Con la daga preparada, Marcus se detuvo en un árbol joven, agarró la rama más baja de las que eran capaces de aguantar su peso, se subió y soltó el muñeco de paja chamuscado de William Rogers. Una vez vaciado el Instituto y rotas numerosas ventanas del edificio en los últimos días, las turbas parecían haber quedado suficientemente satisfechas con el daño causado como para irse, al menos de momento.
—¿Todavía estás aquí? —se acercó Hammie con aire triste, las manos hundidas en los bolsillos, mientras Marcus contemplaba el edificio en otro tiempo tan reluciente—. Yo soy culpable del mismo crimen, desde luego. ¿Qué excusa tienes tú?
—Supongo que no sé adónde ir —dijo Marcus.

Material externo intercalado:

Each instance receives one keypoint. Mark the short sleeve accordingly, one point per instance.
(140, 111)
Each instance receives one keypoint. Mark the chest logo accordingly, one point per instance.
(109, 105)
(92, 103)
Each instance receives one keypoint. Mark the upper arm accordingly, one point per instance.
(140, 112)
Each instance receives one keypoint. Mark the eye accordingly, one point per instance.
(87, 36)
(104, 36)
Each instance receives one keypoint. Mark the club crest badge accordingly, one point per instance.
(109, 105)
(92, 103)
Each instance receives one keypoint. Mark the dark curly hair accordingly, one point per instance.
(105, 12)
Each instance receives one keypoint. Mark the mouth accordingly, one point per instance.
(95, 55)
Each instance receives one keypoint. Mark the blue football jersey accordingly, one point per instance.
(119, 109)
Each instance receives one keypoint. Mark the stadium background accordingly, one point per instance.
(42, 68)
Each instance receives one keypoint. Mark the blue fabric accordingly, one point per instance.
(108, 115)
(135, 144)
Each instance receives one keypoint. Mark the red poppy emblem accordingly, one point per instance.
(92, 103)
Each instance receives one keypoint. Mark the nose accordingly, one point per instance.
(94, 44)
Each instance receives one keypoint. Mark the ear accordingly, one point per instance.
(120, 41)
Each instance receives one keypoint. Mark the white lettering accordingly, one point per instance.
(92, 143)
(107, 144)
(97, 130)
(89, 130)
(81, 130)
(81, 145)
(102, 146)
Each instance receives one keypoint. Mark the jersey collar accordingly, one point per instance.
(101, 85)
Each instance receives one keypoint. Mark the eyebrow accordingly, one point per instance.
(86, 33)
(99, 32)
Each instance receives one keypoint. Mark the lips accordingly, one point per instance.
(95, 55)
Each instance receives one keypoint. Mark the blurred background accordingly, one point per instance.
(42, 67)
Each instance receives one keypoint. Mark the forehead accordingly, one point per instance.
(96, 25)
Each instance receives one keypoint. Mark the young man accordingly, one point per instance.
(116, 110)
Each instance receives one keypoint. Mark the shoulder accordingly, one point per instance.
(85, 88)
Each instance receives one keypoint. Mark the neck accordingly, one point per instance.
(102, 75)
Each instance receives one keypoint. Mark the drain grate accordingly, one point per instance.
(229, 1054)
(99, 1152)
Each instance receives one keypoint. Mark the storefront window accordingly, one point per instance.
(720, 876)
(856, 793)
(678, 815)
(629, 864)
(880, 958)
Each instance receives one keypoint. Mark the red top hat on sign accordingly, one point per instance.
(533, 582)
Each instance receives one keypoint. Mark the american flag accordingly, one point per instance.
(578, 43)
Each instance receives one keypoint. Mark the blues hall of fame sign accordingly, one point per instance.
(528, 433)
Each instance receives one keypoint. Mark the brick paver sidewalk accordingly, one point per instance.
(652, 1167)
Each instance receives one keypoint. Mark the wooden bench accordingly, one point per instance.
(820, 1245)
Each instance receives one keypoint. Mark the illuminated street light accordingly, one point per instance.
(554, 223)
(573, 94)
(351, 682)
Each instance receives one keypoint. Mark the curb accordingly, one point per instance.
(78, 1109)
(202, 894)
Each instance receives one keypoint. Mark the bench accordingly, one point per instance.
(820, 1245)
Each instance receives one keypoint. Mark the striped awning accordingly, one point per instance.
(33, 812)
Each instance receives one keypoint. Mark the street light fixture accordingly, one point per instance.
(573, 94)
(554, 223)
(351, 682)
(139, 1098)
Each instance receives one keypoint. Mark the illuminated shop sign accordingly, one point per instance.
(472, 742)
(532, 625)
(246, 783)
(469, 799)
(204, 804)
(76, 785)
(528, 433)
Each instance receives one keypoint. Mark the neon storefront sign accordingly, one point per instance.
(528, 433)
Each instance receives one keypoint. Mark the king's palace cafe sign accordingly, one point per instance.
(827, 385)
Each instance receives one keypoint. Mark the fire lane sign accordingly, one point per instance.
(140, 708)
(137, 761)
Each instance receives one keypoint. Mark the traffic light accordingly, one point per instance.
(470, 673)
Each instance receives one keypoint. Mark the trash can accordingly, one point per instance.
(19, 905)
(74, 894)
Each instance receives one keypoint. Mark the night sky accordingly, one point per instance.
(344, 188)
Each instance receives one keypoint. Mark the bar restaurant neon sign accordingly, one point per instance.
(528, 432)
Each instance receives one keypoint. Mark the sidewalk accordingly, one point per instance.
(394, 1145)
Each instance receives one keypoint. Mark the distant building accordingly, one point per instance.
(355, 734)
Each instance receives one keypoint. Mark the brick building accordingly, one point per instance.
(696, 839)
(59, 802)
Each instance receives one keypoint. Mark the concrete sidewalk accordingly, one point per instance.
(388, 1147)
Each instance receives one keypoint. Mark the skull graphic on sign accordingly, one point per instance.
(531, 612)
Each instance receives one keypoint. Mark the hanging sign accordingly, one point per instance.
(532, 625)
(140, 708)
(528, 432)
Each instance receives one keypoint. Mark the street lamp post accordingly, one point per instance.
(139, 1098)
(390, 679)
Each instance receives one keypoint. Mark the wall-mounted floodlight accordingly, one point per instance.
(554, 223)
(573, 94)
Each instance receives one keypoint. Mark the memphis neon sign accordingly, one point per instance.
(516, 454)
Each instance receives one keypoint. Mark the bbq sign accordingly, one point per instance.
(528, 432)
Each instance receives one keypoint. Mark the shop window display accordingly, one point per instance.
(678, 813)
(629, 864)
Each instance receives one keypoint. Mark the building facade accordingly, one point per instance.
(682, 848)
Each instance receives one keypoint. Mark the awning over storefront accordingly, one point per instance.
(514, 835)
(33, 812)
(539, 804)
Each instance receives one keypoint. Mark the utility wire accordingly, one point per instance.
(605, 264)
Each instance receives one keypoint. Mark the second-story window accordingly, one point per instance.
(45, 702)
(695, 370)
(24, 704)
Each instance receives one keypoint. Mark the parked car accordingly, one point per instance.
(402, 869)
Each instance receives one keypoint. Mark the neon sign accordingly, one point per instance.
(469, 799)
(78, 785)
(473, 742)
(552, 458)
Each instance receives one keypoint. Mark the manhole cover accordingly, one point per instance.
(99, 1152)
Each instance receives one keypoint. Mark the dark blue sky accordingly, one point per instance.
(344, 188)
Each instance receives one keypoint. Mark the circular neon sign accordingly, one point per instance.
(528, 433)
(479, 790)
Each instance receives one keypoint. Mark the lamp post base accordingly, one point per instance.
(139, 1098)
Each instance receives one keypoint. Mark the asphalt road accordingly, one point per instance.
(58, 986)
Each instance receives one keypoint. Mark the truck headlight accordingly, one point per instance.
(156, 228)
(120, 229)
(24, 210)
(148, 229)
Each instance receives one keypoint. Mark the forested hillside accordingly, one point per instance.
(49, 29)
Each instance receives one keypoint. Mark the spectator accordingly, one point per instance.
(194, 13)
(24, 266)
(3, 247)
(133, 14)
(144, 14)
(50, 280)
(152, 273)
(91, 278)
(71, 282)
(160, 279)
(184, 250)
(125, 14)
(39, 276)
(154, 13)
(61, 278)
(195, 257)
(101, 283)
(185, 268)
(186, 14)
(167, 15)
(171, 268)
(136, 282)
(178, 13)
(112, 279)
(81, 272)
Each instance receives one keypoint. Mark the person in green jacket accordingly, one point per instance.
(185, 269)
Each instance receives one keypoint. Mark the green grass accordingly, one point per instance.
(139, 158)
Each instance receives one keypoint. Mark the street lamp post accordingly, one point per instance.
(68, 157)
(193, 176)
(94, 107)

—Creía que estabas alojándote con Richards en su pensión.
—No. Ya no.
—Ya veo. Mansfield, puedes venir conmigo una temporada, si quieres.
Él no contestó.
—En realidad, estoy a punto de irme a nuestra casa de campo en Nahant —prosiguió Hammie—. Hay un montón de espacio y es tranquila, si quieres venir. Tal vez sea un alivio hacer un poco el holgazán lejos de la ciudad.
—Puedo imaginármelo —solo unas semanas antes, no habría pensado que fuera un alivio estar con Hammie en ningún sitio. Pero todo había cambiado.
—Se puede navegar, y al cocinero se le da muy bien preparar platos con almejas. Incluso la serpiente de mar viene a la playa a comerse los peces de nuestra bahía cada pocos años —dijo Hammie con una sonrisa—. ¿Qué me dices?
—A lo mejor me necesitan aquí —Marcus tenía la mirada fija en Notre Dame.
—Bueno, Nahant está solo a media hora de Boston, quizá un poco más.
—No quiero ser un incordio —pero sabía que un tranquilo pueblo costero era una opción mucho mejor que volver a Newburyport a enfrentarse al interrogatorio de su madre y su padrastro, que sin duda habría leído los periódicos con las noticias que confirmaban lo que habían sospechado del Instituto en los cuatro últimos años: que su propósito era antinatural, artificial y peligroso, y, lo peor de todo, una pérdida de tiempo para un joven que podría estar ganándose un salario estable con el duro esfuerzo.
—Crees que soy muy poco sociable —dijo Hammie.
Marcus pensó en el extraño comentario, pero se limitó a encogerse de hombros.
—Mi padre siempre dice que debería invitar a más gente. Además, la Sociedad de los Tecnólogos debe permanecer unida de alguna forma, ¿no crees?
La verdad era que el excéntrico desapego de Hammie era muy preferible por el momento al optimismo sin sentido de Bob, que no tenía ya ninguna base en la que apoyarse, el profundo desaliento de Edwin, que le había hecho volver a Harvard, o la inteligencia maldita de Ellen. Todas esas cosas servían solo para recordarle su furia impotente por todo lo que había salido mal, por Agnes.
—Hammie, los Tecnólogos han dejado de existir —arrojó el muñeco de paja de Rogers por el aire, lejos de su antiguo santuario.